2. Trusts are for wealthy people and I don’t own that much. Trusts have been around for hundreds of years, but because they were used mostly by the wealthy who needed special tax planning, it’s easy to see how trusts got that reputation. In recent years, however, the benefits of a revocable living trust for all size estates have become more known and desired. Generally speaking, costs for probate and court conservatorships/guardianships (which a living trust can avoid) take a higher percentage from smaller estates, which can least afford it, than from larger ones. In addition to the cost savings, most people choose a living trust because they want to spare their loved ones the hassle of dealing with the courts.
3. Most people end up going through probate anyway so a living trust is a waste of money. If your living trust is properly prepared and assets are properly titled, your assets will not go through probate. There are only three reasons why your assets would go through probate: 1) you didn’t transfer all of your assets into it; 2) your trust is not properly written (you need the services of an experienced attorney to do that); 3) you do not have a revocable living trust. (A trust that is part of your will is not a living trust and will not avoid probate; it can only go into effect after your will is probated.)

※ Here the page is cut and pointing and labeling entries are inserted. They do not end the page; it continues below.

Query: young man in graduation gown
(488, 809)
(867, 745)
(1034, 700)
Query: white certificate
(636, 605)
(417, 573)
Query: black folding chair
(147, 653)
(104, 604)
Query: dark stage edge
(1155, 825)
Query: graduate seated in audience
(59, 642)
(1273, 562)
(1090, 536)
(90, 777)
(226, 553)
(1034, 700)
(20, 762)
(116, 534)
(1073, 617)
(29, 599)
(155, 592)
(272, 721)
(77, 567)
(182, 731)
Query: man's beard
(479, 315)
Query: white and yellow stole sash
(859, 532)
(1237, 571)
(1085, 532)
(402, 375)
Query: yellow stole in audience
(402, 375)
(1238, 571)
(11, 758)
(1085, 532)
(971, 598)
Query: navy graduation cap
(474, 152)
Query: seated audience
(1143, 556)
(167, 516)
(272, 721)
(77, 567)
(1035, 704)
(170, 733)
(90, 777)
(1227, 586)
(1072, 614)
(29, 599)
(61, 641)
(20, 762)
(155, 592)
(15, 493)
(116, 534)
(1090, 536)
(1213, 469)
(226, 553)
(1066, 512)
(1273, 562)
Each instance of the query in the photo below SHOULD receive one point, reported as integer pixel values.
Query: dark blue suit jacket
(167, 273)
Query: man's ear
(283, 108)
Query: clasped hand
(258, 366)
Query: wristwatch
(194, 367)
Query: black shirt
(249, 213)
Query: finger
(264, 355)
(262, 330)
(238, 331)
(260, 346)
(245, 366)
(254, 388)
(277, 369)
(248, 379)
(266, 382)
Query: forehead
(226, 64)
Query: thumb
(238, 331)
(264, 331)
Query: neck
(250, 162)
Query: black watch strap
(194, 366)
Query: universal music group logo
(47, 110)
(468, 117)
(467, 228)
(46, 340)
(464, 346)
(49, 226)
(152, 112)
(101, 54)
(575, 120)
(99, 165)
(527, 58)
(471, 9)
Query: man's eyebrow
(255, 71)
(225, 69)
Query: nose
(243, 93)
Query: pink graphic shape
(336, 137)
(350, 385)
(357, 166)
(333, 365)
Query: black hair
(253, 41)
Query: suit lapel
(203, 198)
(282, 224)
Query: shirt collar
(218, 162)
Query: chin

4. I would have to give up control over my assets. If you are your own trustee, as most people choose to be, you will be able to do anything with your assets that you could do before they were in the trust: buy/sell, change your trust or even cancel your trust. If you name someone else to be your trustee, you (and, generally, your beneficiaries later on) can replace the trustee if you are not satisfied. Trustees must follow the instructions in the trust or they can be held legally liable. You decide when your loved ones will receive their inheritances; your trustee can make periodic distributions, but assets that remain in your trust are protected from irresponsible spending, creditors, even divorce proceedings. Bottom line: a living trust lets you keep full control over your assets while you are living, if you become incapacitated and after you die.
5. I would have to pay trustee fees. As long as you are your own trustee, you do not pay any management fees. Successor trustees are entitled to receive a fee, but family members often do not take one. If you choose a professional trustee, they will only charge a fee when they start to act for you; usually it is a small percentage of the trust assets and, given all the services they provide, most people find the fee to be reasonable.
6. I’d have to have a separate tax ID number and file a separate tax return. While you are living, you continue to use your own social security number and file your normal tax return. (The IRS considers a living trust to be a non-event because it can be canceled at any time.) Only if your trust will continue after you die will it then need a separate tax ID number and tax return.